9 Analysis Outside EdSurvey
Last edited: July 2023
Suggested Citation
Lee, M. Analysis Outside EdSurvey. In Bailey, P. and Zhang, T. (eds.), Analyzing NCES Data Using EdSurvey: A User’s Guide.
EdSurvey
gives users functions to efficiently analyze education survey data. Although EdSurvey
allows for rudimentary data manipulation and analysis, this chapter will discuss how to integrate other R packages into EdSurvey
. As this chapter will demonstrate, this functionality is especially useful for data processing and manipulation in popular R packages such as dplyr
.
9.1 Integration With Any Other Package
By calling the function getData()
, one can extract a light.edsurvey.data.frame
: a data.frame
-like object containing requested variables, weights, and each weight’s associated replicate weights. This light.edsurvey.data.frame
can be not only manipulated as with other data.frame
objects but also used with packaged EdSurvey
functions. As noted in Chapter 6, setting the arguments dropOmittedLevels
and defaultConditions
to FALSE
ensures that the values that would normally be removed are included. The argument addAttributes = TRUE
ensures the extraction of necessary survey design attributes, including the replicate weights, PSU variables, and strata variables.
library(EdSurvey)
#> Loading required package: car
#> Loading required package: carData
#> Loading required package: lfactors
#> lfactors v1.0.4
#> Loading required package: Dire
#> Dire v2.2.0
#> EdSurvey v4.0.7
sdf <- readNAEP(path = system.file("extdata/data", "M36NT2PM.dat", package = "NAEPprimer"))

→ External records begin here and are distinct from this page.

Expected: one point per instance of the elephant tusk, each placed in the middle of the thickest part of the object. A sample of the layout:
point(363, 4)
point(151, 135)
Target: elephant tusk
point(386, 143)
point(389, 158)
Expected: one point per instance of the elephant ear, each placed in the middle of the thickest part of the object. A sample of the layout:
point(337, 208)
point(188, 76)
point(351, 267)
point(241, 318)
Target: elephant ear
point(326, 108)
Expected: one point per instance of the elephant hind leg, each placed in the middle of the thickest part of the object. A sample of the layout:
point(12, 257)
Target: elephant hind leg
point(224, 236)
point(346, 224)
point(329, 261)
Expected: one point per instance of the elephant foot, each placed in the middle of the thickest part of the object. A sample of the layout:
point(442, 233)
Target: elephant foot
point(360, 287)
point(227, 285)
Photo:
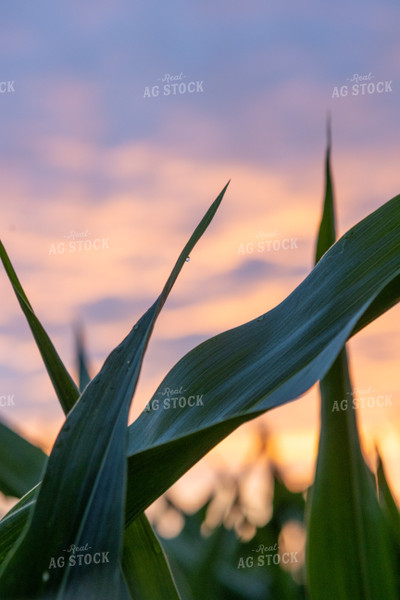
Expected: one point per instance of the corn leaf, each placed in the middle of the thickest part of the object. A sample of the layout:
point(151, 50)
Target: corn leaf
point(79, 507)
point(21, 463)
point(349, 550)
point(239, 374)
point(145, 565)
point(63, 384)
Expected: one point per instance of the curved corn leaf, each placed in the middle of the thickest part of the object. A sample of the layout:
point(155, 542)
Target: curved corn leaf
point(349, 550)
point(145, 565)
point(267, 362)
point(64, 386)
point(79, 507)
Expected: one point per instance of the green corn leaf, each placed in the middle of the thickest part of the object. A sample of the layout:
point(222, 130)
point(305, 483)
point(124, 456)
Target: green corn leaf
point(64, 386)
point(239, 374)
point(388, 503)
point(349, 550)
point(145, 565)
point(21, 463)
point(81, 499)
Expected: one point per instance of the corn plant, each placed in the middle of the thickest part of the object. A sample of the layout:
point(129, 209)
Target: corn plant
point(80, 532)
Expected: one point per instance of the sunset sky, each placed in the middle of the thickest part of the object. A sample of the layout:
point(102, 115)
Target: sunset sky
point(95, 150)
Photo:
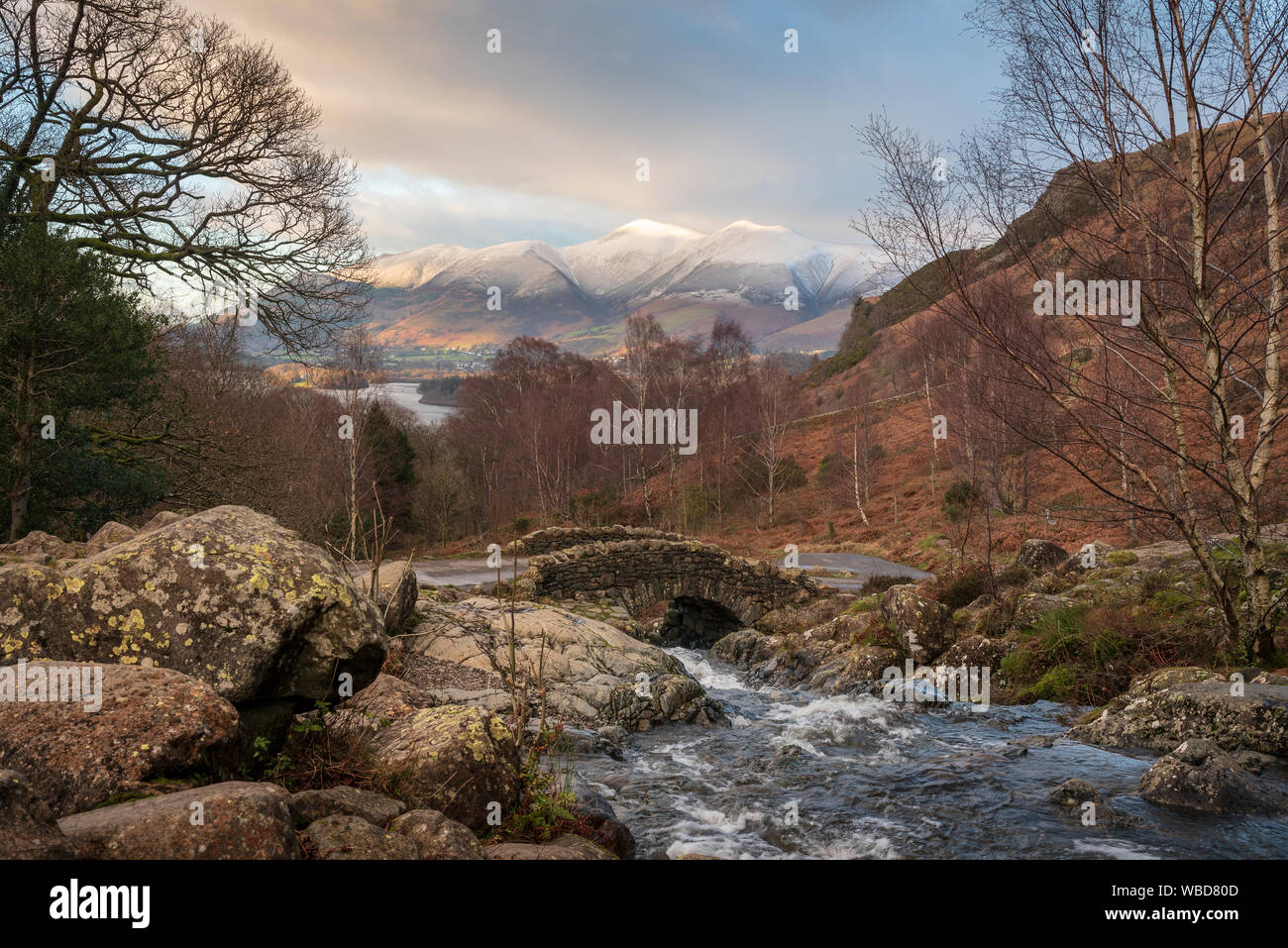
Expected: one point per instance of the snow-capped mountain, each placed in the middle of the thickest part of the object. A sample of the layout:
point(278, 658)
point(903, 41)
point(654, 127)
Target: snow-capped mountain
point(581, 295)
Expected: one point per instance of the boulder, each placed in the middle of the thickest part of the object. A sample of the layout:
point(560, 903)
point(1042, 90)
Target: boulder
point(922, 625)
point(226, 595)
point(27, 830)
point(977, 652)
point(661, 699)
point(1041, 556)
point(746, 648)
point(1074, 794)
point(353, 837)
point(1164, 717)
point(153, 723)
point(394, 594)
point(1198, 776)
point(567, 846)
point(585, 666)
point(454, 759)
point(609, 832)
point(222, 820)
point(438, 837)
point(310, 805)
point(1033, 607)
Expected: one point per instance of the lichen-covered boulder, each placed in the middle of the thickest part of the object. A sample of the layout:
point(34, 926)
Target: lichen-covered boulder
point(1198, 776)
point(226, 595)
point(147, 724)
point(1041, 556)
point(222, 820)
point(456, 760)
point(310, 805)
point(1171, 714)
point(438, 837)
point(923, 626)
point(584, 665)
point(353, 837)
point(27, 828)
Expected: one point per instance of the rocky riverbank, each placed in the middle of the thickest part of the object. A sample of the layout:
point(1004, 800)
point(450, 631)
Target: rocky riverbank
point(214, 686)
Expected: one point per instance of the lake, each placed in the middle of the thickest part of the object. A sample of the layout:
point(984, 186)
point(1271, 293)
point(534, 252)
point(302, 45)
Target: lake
point(403, 394)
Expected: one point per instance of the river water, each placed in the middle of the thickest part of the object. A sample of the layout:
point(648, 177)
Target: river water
point(842, 777)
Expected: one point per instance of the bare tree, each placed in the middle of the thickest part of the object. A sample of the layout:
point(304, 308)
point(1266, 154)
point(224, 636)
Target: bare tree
point(1167, 215)
point(171, 145)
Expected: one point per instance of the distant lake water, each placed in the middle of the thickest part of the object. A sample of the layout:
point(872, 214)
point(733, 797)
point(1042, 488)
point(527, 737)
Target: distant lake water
point(403, 394)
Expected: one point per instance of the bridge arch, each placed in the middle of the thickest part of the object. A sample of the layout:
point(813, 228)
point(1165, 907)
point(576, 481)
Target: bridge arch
point(708, 587)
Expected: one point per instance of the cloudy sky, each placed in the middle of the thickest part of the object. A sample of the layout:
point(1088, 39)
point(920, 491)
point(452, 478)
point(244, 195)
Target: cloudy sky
point(540, 141)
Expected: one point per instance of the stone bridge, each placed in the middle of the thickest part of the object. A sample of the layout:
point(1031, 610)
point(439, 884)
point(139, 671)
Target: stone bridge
point(562, 537)
point(709, 591)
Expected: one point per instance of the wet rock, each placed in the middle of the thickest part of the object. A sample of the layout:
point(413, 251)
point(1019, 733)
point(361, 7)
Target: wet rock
point(438, 837)
point(1163, 717)
point(662, 699)
point(978, 652)
point(310, 805)
point(922, 625)
point(609, 831)
point(222, 820)
point(746, 648)
point(565, 848)
point(226, 595)
point(1073, 792)
point(353, 837)
point(1041, 556)
point(1076, 794)
point(585, 666)
point(154, 723)
point(27, 830)
point(1198, 776)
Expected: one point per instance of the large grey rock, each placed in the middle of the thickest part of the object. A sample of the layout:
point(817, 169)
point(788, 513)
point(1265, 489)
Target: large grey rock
point(153, 723)
point(922, 625)
point(585, 666)
point(1199, 776)
point(353, 837)
point(567, 846)
point(438, 837)
point(1164, 717)
point(310, 805)
point(1033, 607)
point(454, 759)
point(27, 830)
point(222, 820)
point(1041, 556)
point(226, 595)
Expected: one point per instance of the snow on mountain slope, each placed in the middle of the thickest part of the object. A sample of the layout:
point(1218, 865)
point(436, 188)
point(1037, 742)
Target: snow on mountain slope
point(758, 263)
point(441, 292)
point(415, 266)
point(604, 264)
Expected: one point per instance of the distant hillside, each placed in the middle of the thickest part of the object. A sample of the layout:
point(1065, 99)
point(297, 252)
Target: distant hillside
point(581, 295)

gddat <- getData(data = sdf, varnames = c('composite', 'dsex', 'b017451', 'origwt'),
addAttributes = TRUE, dropOmittedLevels = FALSE)
The base R function gsub
allows users to substitute one string for another. The following step recodes “Every day” to “Seven days a week”. The head
function reveals the first 6 values of the recoded variable b017451
accessed by the $
operator:
# 1. Recode a Column Based on a String
gddat$b017451 <- gsub(pattern = "Every day", replacement = "Seven days a week",
x = gddat$b017451)
head(x = gddat$b017451)
#> [1] "Seven days a week" "About once a week"
#> [3] "Seven days a week" "Seven days a week"
#> [5] "Once every few weeks" "2 or 3 times a week"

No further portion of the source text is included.